The low complication rate may be due to all surgeries being performed by an experienced operator using PlasmaBlade™. PlasmaBlade™ is a novel surgical tool that uses brief (40-ms range) radiofrequency pulses to induce electrical plasma along the edge of a 12.5 mm thin insulated electrode, allowing it to operate at low temperatures in the range of 40–170 °C. Standard cautery instruments are widely available and operate at high temperatures in the range of 200–350 °C. This creates an effective cutting edge while the blade stays near body temperature resulting in an effective bleeding control with less thermal tissue injury and damage. Furthermore, it provides atraumatic, scalpel- like cutting precision and electrosurgical-like hemostasis, while acute thermal injury depth is reduced by 74% [16,42,43,44]. PlasmaBlade™ incisions demonstrated reduced inflammatory response and scar width in healing skin compared with conventional electrocautery or scissors and reducing bleeding complications significantly (59%) [15,44]. Therefore, data support the use of the PlasmaBlade™ in patients undergoing PPI [16,45].

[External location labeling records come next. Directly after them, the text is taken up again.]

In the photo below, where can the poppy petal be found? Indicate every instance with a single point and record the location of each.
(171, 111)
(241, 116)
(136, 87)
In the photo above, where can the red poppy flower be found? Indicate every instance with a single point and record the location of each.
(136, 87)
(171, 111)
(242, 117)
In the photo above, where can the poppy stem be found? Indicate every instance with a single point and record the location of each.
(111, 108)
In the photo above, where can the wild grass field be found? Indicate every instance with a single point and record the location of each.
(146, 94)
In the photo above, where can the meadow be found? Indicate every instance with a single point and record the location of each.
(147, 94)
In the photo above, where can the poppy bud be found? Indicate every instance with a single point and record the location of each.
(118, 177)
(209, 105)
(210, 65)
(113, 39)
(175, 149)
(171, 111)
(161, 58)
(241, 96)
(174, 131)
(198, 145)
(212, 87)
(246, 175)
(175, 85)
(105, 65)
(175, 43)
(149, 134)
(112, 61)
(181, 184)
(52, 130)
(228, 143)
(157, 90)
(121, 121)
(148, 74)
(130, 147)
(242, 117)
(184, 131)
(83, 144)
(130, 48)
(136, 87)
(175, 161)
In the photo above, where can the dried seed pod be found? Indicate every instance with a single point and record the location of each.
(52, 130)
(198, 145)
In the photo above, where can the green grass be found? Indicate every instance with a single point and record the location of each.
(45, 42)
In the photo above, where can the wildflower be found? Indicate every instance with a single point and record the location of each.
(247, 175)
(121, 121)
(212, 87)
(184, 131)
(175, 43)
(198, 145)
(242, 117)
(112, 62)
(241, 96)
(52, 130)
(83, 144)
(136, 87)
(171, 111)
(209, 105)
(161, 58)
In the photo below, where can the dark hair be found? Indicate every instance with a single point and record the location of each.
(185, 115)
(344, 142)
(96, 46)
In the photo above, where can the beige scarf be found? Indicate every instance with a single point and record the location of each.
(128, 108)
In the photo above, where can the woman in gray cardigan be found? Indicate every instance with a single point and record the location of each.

Despite of the above-mentioned advantages of the PlasmaBlade™, the acquisition costs of the PlasmaBlade™ are much higher than those of a conventional electrocautery unit. Further data demonstrating a reduction in the overall complication rate, procedure time, and length of hospital stay in TAVR patients which might translate into cost savings are required to establish PlasmaBlade™ as an alternative to conventional electrocautery unit. Until now, there are only scarce data demonstrating significantly reduced procedure time, length of hospital stay and cost effectiveness using PlasmaBladeTM in patients undergoing pacemaker device replacement [46,47].

Therefore, our study is one of the first addressing this issue and highlighting the potential benefit of such a novel approach in TAVR patients requiring blood-thinning therapy.

5. Conclusions

Our findings suggest that PPI after TAVR using PEAK PlasmaBlade™ is per se safe and is not associated with an increase of peri-procedural bleeding events in TAVR-Patients on DAPT or OAK therapy. Further studies comparing PlasmaBlade™ and conventional electrocautery are warranted to evaluate whether PlasmaBlade™ is superior to conventional electrocautery for post-TAVR-PPI.

6. Limitations

The present study is a single-center retrospective observational report with potential methodology-inherent bias that is common to this study type. Considering the lack of a control group under traditional electrosurgery, it is not possible to conclude that this approach is safe per se, despite the low perioperative complication rate. Due to the retrospective design of the study, we are not able to define the loss of documentation of minor complications. Since our study included a special patient cohort, the number of included patients was small (13.4% of the overall cohort), which leads to a hypothesis-generating conclusion. Nevertheless, we could demonstrate the feasibility and high safety in the studied high-bleeding-risk cohort of patients undergoing PPI after TAVR using of the PlasmaBlade™ device.